No fallout for France over Roma expulsion

THE European Commission backed off prosecuting France for targeting groups of Roma gypsies for expulsion, but is threatening to move against the country over its failure to bring the relevant EU legislation into national law.

The decision followed battles between Brussels and Paris as French ministers decided that attack was the best method of defence after a document was leaked showing that the French were targeting the Roma.

Immigration Minister Eric Besson welcomed the decision of the Commission yesterday saying it was good news for everyone, especially for republicans. “France emerges with its head high in the exchange with the Commission”, he said adding that the Justice Commissioner’s attempt to prosecute them for discrimination had been abandoned.

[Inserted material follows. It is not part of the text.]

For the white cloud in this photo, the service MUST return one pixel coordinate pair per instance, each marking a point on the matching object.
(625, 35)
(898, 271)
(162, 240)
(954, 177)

He continued the battle against the Justice Commissioner Viviane Reding who earlier this month after weeks of silence from Brussels over France’s expulsion of about 1,000 Roma called it a disgrace and mentioned World War II – a reference to the murder of 25% of the Roma population in concentration camps.

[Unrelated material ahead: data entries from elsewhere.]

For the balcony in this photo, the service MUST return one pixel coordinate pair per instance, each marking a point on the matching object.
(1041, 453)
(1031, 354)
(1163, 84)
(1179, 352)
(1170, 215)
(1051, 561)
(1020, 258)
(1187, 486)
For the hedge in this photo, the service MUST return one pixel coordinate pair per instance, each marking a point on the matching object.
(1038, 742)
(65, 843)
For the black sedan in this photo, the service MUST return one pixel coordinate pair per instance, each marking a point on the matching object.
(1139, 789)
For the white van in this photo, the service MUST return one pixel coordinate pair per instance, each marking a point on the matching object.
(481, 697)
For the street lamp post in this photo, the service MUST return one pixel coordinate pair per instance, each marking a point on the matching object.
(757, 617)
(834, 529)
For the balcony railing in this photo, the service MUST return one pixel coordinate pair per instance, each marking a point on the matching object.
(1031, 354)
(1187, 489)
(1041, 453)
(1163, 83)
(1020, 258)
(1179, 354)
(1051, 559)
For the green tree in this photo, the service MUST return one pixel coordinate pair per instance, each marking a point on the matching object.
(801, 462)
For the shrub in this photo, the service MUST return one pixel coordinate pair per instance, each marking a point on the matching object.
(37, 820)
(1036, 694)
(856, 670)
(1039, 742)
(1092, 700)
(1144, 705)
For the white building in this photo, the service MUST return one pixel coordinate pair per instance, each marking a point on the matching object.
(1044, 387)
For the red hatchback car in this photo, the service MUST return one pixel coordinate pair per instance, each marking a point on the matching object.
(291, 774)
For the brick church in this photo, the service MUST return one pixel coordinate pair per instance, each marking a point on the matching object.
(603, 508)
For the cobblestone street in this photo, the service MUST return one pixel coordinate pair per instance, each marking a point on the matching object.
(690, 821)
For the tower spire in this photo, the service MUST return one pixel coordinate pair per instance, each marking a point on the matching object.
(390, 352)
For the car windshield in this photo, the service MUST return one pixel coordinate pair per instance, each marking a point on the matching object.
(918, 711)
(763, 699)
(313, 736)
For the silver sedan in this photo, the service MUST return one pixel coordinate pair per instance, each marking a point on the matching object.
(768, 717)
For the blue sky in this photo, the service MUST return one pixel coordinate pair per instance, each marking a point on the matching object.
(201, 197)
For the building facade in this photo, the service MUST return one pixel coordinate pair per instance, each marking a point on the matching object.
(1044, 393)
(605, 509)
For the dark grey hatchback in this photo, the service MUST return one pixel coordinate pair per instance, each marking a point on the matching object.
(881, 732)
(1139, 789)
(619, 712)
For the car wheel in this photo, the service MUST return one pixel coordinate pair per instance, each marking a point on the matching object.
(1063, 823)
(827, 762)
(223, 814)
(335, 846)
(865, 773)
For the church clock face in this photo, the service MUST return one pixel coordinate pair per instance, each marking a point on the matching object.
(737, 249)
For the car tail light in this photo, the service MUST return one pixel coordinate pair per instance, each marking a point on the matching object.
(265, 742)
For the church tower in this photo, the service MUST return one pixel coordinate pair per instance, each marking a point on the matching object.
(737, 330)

Commission president Jose Manuel Barroso, who was under intense pressure from French President Nicolas Sarkozy, explained that since the offending document of August 5 specifically naming the Roma for expulsion had been withdrawn and replaced with another, there was no need to follow through with legal action.

However, he said, the Commission will ask the French to specify how they intend to follow through on the assurances that they have given on non-discrimination in line with EU law.

And they will give them until mid October to hand over a detailed transposition schedule on the 2004 Directive on Free Movement, signed up to by the member states but which has not been properly transposed into national law by France and most other countries.

He added that they will also move against the other member states next month also to force them to implement the legislation that would ensure EU citizens rights to move freely from one country to another, without being discriminated against but under certain conditions.

The statement from the Commission said free movement is a fundamental principle of the EU and while member states are entitled to protect public safety and order, they must respect such rights and avoid discrimination.

Barroso denied that he had forced Reding to withdraw her original threat to move against France over their breaking up gypsy camps and sending back Roma to their country of origin. He said the final proposal had been put forward by her.